Just how bad a flu season are we having? Without a crystal ball, it’s impossible to predict the final toll. But just about any way you crunch the numbers, the prognosis is grim.
“Most people with influenza are being infected with the H3N2 influenza virus. And in seasons where H3N2 is the main cause of influenza, we see more cases, more visits to the doctor, more hospitalizations, and more deaths, especially among older people,” said Daniel B. Jernigan, MD, MPH, Director of the Influenza Division at the Centers for Disease Control and Prevention.
The rate of hospitalizations—41.9 per 100,000 for the week ending January 20—resembles that of the 2014–2015 flu season, which put an estimated 710,000 flu patients in the hospital, Dr. Jernigan said at a CDC briefing.
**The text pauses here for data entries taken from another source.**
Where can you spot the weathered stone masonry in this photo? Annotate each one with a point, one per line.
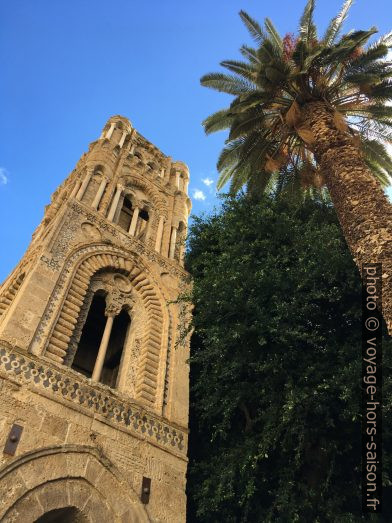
(93, 382)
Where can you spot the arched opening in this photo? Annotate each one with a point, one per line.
(91, 337)
(142, 222)
(125, 216)
(90, 341)
(115, 349)
(62, 515)
(180, 242)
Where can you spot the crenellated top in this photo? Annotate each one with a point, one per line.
(132, 184)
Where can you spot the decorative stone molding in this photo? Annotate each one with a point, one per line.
(73, 476)
(91, 397)
(65, 306)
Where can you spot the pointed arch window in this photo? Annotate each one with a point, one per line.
(100, 349)
(125, 217)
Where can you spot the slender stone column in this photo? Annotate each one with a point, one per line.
(135, 216)
(158, 241)
(75, 189)
(173, 240)
(102, 349)
(178, 179)
(122, 139)
(83, 187)
(99, 194)
(113, 208)
(110, 131)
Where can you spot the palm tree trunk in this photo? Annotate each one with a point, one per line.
(364, 211)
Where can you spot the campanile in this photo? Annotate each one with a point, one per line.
(93, 370)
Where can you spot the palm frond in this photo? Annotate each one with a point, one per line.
(230, 154)
(242, 68)
(250, 54)
(227, 83)
(336, 24)
(218, 121)
(377, 152)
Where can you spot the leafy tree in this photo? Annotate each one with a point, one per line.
(276, 367)
(313, 110)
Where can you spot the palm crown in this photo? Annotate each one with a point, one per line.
(268, 138)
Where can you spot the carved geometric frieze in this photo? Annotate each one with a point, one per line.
(92, 399)
(65, 310)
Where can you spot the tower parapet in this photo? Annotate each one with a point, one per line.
(89, 323)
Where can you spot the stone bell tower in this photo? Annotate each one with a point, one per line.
(93, 366)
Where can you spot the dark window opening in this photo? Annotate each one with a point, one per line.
(91, 337)
(142, 222)
(62, 515)
(126, 212)
(115, 349)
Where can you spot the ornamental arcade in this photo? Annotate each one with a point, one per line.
(93, 369)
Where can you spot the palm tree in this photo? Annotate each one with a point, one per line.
(315, 109)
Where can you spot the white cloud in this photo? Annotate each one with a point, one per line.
(198, 194)
(207, 181)
(3, 176)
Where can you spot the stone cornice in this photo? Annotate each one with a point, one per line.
(61, 382)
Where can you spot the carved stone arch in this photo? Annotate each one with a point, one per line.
(66, 312)
(73, 476)
(158, 202)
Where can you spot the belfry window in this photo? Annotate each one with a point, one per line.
(102, 341)
(125, 216)
(142, 222)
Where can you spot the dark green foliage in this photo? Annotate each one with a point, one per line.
(276, 367)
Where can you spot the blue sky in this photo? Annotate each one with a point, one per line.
(68, 66)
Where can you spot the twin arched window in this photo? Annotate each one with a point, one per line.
(100, 348)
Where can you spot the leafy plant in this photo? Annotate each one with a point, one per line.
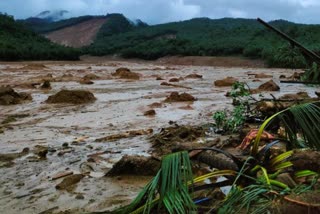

An estimated 34 million people came down with the flu in that season; about 16 million had to visit a doctor’s office or emergency room.
In years where H3N2 dominates, the death toll has tended to reach about 56,000. Deaths certificates that list pneumonia and influenza rose sharply to 9.1% for the week ending January 20 and have been elevated for three consecutive weeks; the CDC fears that the rate may not have peaked. While no total is available for deaths overall this flu season, the agency does track pediatric mortality. Seven more pediatric deaths were reported during the week, bringing the seasonal total to 37 (with H1N1 accounting for 65% of the deaths blamed on influenza A subtypes). By the end of the 2014–2015 season, pediatric mortality reached 148.
Of course, no one can forecast the eventual outcome. “I mean, these numbers can change,” Dr. Jernigan said. “We may go above the 2014–15 season, and so I think it’s a little hard to make some of those comparisons.”
This flu season is challenging the marks set by a couple of other bad flu seasons, he noted. “From an activity standpoint,” Dr. Jernigan said, “we’re seeing the most influenza-like illness activity since 2009,” the year of the H1N1 pandemic. The number of visits to the doctor related to the flu reached 6.6% in the week ending January 20, the highest level since that pandemic year.
Based on past years, Dr. Jernigan estimated flu season is roughly half over and still worsening, but it may have peaked in some parts of the country, notably the West Coast.
The flu season has been unusual in several ways, he said.
“The first is that flu activity became widespread within almost all states and jurisdictions at the same time,” he said. “The second is that flu activity has now stayed at the same level for three weeks in a row, with 49 states reporting widespread activity, each week, for three weeks.” More commonly, different areas of the country “light up” at different times.
Another unusual feature: People ages 50 to 64 are the second-most-impacted age group after those older than 65. “These are folks that are at the peak of their careers a lot of times,” Dr. Jernigan said. “They are managing a lot of the businesses and so them missing [work] is something that can impact not only them and their families, but also those that are in the businesses that they work for.”
While Dr. Jernigan was hesitant about making predictions, he and CDC Director Brenda Fitzgerald were sure about one thing: it’s not too late to get a flu shot. Dr. Jernigan also noted that people at risk for flu complications—the very young, the very old, pregnant women, and those with underlying illnesses—should seek treatment if they experience flu symptoms.